# Airport Scam - DNATA



## chris_pook (Jul 8, 2014)

Hi, 

I returned to the Uk in April on a Emirates flight from DXB. Actually I flew with Qantas Airways. I took home a lot of kit from 3 years of travel in the region. I had to pay excess baggage fees through DNATA. At the check in there is a kiosk to pay excess baggage fees. The lady was just setting up when I arrived. She took my card, entered the amount, and I entered my pin, passing the machine back. She told me that the machine had not worked, and so we repeated the procedure. Again she told me it had not worked, and asked me to pay cash. I drew 1500AED from the cash point and paid. A month later, checking my card statements, I see that the card had worked on both occasions. unfortunately the receipt i had says 'paid by c/c'. i can prove that I paid twice - it shows on my cc statement. I cannot prove that i paid three times. My credit card company have tried to help, but drawn no joy. Emirates also. Qantas also. DNATA also. i guess I am just flagging this up to say 'be warned'. 

I am really annoyed, not least because when they say 'without proof we cannot help' it makes me feel like i am a criminal. Basically it has cost me the best part of £750 in excess baggage fees when it should have been £250. i genuinely do not know if the lady who works for DNATA in Departures scammed me, or if it was a mistake. i want to give her the benefit of the doubt. I do know that Emirates, DNATA, and Qantas have all be unhelpful.

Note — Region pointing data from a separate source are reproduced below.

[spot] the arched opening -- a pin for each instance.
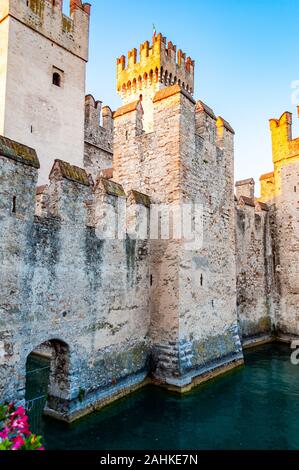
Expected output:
(56, 79)
(47, 380)
(151, 76)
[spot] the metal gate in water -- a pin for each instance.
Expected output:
(37, 383)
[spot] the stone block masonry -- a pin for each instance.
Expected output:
(114, 310)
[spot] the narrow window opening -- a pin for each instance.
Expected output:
(56, 79)
(14, 205)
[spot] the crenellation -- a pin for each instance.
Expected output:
(134, 253)
(98, 145)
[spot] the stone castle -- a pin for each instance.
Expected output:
(115, 313)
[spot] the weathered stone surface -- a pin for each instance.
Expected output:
(86, 277)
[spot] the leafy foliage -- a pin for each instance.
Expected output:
(14, 430)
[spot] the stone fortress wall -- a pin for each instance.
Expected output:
(118, 311)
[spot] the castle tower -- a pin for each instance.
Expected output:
(185, 163)
(43, 59)
(159, 65)
(281, 188)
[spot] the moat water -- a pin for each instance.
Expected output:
(252, 407)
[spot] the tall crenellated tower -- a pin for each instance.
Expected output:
(43, 57)
(176, 151)
(159, 65)
(281, 189)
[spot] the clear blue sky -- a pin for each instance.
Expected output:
(246, 53)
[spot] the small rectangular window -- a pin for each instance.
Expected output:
(57, 77)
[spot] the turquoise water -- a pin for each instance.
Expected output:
(252, 407)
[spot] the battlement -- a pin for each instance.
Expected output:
(159, 63)
(283, 144)
(47, 18)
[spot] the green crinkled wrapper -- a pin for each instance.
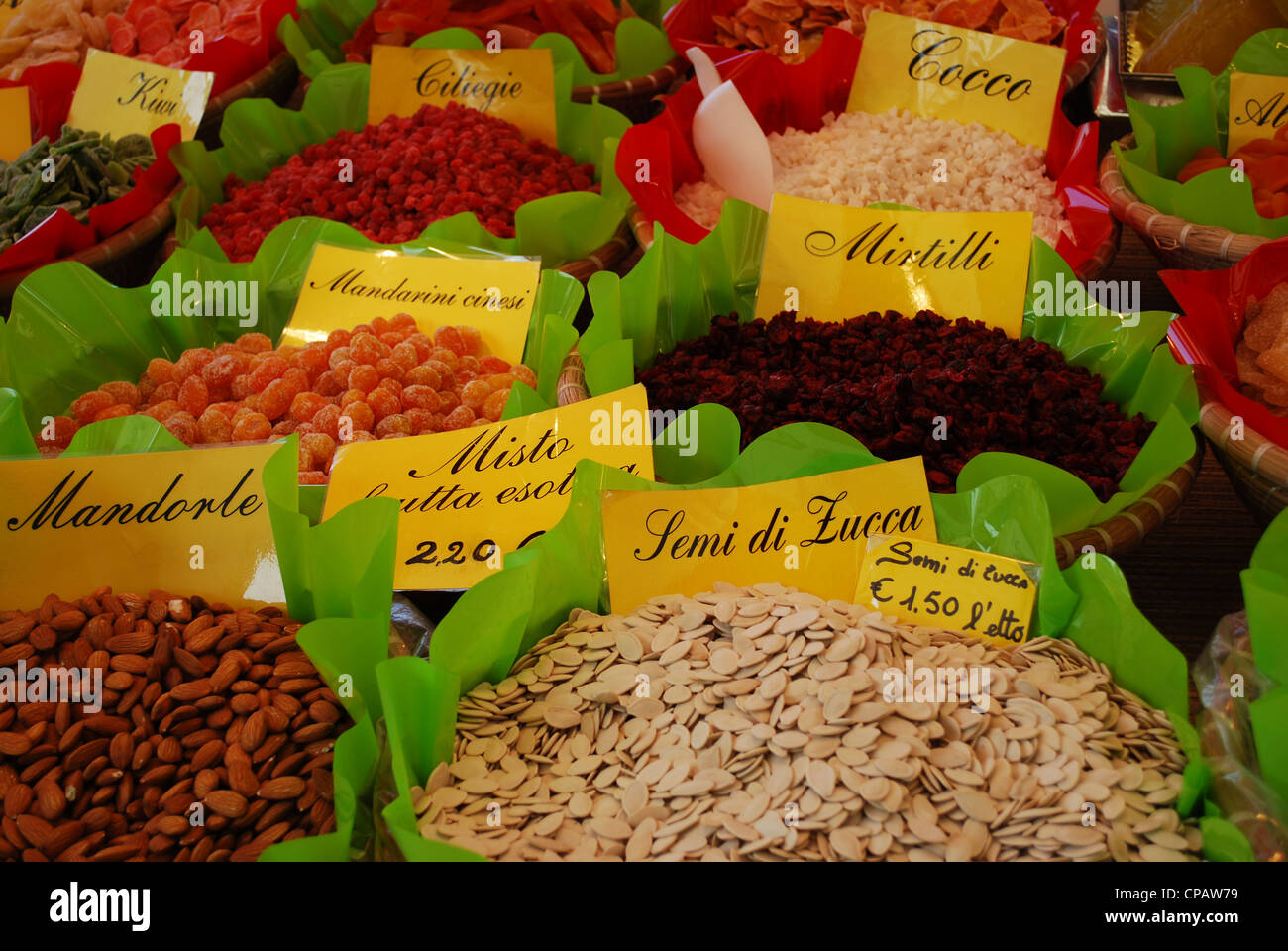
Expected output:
(261, 136)
(1167, 137)
(338, 579)
(323, 25)
(506, 613)
(71, 331)
(1265, 595)
(677, 287)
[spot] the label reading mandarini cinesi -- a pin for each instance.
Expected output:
(472, 495)
(346, 286)
(688, 540)
(132, 521)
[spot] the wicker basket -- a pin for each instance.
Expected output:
(125, 258)
(1115, 536)
(634, 98)
(274, 81)
(1257, 467)
(1179, 244)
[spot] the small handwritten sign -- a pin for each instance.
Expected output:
(347, 286)
(957, 264)
(810, 528)
(938, 585)
(948, 72)
(1258, 108)
(472, 495)
(123, 95)
(515, 84)
(188, 521)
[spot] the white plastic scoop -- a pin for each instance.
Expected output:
(728, 138)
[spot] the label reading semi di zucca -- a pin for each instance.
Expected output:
(949, 72)
(14, 123)
(181, 521)
(472, 495)
(123, 95)
(812, 528)
(346, 286)
(1258, 107)
(957, 264)
(516, 85)
(921, 581)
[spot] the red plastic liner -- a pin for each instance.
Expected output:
(51, 88)
(782, 95)
(1212, 305)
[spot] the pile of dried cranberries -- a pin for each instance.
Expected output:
(885, 379)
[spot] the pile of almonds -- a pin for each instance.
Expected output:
(201, 705)
(751, 724)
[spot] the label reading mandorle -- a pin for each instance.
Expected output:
(939, 585)
(809, 528)
(123, 95)
(185, 519)
(949, 72)
(1258, 108)
(472, 495)
(346, 286)
(14, 123)
(957, 264)
(515, 84)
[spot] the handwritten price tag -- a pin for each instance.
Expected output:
(948, 72)
(123, 95)
(944, 586)
(469, 496)
(957, 264)
(1258, 107)
(185, 521)
(812, 528)
(346, 286)
(516, 85)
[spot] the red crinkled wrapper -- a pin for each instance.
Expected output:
(690, 24)
(1212, 305)
(782, 95)
(51, 88)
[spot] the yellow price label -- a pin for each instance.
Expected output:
(347, 286)
(949, 72)
(1258, 107)
(472, 495)
(14, 123)
(810, 528)
(957, 264)
(123, 95)
(921, 581)
(516, 85)
(187, 521)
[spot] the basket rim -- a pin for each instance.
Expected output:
(1138, 518)
(1168, 232)
(648, 84)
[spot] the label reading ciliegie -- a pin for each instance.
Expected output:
(347, 286)
(516, 85)
(1258, 107)
(471, 495)
(812, 528)
(938, 585)
(123, 95)
(957, 264)
(14, 123)
(949, 72)
(185, 521)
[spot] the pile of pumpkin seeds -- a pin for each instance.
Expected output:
(754, 724)
(88, 169)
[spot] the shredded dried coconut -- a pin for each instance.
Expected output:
(859, 158)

i am minded to go to the police but is it worth £500?


----------



## Mclovin oo7 (Sep 25, 2012)

chris_pook said:


> Hi,
> 
> I returned to the Uk in April on a Emirates flight from DXB. Actually I flew with Qantas Airways. I took home a lot of kit from 3 years of travel in the region. I had to pay excess baggage fees through DNATA. At the check in there is a kiosk to pay excess baggage fees. The lady was just setting up when I arrived. She took my card, entered the amount, and I entered my pin, passing the machine back. She told me that the machine had not worked, and so we repeated the procedure. Again she told me it had not worked, and asked me to pay cash. I drew 1500AED from the cash point and paid. A month later, checking my card statements, I see that the card had worked on both occasions. unfortunately the receipt i had says 'paid by c/c'. i can prove that I paid twice - it shows on my cc statement. I cannot prove that i paid three times. My credit card company have tried to help, but drawn no joy. Emirates also. Qantas also. DNATA also. i guess I am just flagging this up to say 'be warned'.
> 
> ...


It does not seem like a scam as the money is still going to DNATA if you were provided with a cash receipt for the cash transaction. The DNATA rep at the counter can not pocket the CC transaction. Perhaps, the rep just did not know what the hell she was doing with your card.

If you talk to them and ask them to check their records, you should be able to get your money back. It might take long time though.


----------



## Gavtek (Aug 23, 2009)

Happens all the time here, fortunately on the occasions it's happened to me, I've had an instant SMS from my bank telling me the transaction has gone through. Always seems to happen at Carrefour in MoE for me.


----------